I signed the hospice papers for my family and the next day, a Friday, mom went home. The nurses appeared, a hospital bed was set up in my parent’s bedroom and – it seemed – the countdown had begun. Normally, someone on hospice is given less than six months to live. Mom would die in the middle of June…early one Monday morning. In the interim, all of her five children had the chance to see her and support her. My middle brother Randy, for instance, literally spent a month sleeping at the foot of my mom’s bed at night waiting on her every need. During the day, my youngest sister Susan was mom’s shadow. After that, we hired ladies to come in and care for mom. These were some of God’s special angels. They would cook for her, read to her, play cards with her, even sing songs to her.
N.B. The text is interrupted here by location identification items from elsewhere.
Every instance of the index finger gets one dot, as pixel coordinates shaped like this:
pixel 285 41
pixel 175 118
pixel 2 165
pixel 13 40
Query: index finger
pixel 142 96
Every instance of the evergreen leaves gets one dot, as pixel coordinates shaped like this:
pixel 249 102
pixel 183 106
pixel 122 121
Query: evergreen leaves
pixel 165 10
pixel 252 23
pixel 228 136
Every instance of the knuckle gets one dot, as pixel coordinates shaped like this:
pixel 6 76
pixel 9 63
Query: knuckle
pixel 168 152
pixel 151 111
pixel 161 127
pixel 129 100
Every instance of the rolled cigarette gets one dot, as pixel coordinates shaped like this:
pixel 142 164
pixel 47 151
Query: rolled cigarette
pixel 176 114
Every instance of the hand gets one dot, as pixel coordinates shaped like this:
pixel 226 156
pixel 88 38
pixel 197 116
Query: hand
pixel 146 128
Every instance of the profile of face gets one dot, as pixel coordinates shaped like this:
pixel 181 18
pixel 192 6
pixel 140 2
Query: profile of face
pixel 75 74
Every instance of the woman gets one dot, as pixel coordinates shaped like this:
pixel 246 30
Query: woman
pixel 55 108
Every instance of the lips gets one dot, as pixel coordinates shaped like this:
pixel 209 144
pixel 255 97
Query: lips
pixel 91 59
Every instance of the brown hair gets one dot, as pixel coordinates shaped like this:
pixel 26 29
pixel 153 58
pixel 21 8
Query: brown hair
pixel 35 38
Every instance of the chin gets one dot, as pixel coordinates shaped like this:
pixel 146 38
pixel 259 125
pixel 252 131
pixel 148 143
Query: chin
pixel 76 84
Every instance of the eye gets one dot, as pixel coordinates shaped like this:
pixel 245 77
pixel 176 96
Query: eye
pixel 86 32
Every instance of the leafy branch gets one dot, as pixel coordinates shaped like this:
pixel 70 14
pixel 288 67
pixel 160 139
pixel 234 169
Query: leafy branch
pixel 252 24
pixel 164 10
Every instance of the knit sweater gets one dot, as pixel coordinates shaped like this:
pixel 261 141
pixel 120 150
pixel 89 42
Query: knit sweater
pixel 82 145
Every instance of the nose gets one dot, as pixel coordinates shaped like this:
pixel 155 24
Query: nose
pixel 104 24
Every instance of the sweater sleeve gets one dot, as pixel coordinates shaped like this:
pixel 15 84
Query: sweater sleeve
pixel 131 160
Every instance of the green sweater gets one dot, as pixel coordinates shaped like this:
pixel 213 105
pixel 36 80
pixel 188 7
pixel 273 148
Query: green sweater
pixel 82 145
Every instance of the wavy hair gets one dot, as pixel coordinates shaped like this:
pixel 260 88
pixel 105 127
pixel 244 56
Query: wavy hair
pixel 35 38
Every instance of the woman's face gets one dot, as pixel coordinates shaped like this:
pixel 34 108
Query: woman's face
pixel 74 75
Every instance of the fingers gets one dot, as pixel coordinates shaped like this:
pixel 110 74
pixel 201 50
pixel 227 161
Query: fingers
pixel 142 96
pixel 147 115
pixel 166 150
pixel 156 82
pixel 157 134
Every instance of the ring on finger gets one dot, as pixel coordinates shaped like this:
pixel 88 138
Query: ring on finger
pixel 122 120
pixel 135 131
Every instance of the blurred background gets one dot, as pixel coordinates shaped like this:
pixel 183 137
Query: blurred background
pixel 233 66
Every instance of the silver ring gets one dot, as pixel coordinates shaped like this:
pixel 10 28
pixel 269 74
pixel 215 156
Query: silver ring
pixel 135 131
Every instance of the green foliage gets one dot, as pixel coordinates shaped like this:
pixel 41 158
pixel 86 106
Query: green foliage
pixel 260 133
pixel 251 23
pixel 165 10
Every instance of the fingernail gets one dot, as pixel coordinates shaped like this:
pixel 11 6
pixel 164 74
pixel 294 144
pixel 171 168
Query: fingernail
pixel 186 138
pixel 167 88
In May, mom celebrated Mother’s Day and among her gifts were yellow roses from my niece Karen, who at the time lived in Seattle , Washington . Mom loved her roses. A couple of days later was mom’s 82nd birthday and she received 82 birthday cards…some from the people now reading this blog. But by the first of June, we knew mom wouldn’t be with us long. It was simply a matter of time.
I brought up the flowers because I want you to know her family is still buying her flowers. Probably like you, we buy our deceased relatives flowers every Memorial Day. For mom, it’s roses. However, the flowers are not only a symbol of our love. But they are a remembrance of a wonderful mother and wife and grandmother and cook and housecleaner and army wife who lived through the Depression, who married a soldier in World War II, who bore six children, five of them who lived, who loved every moment of life and never thought about dying until one afternoon in March sitting in a hospital bed.
But if there’s a point to my story, it’s this. The flowers that will always mean the most are ones we give to our loved ones when they are alive. Don’t wait for Memorial Day to think of buying flowers. Valentines Day, a birthday, an anniversary or just-because-you-care-day…are all the best times to remember our loved ones with flowers.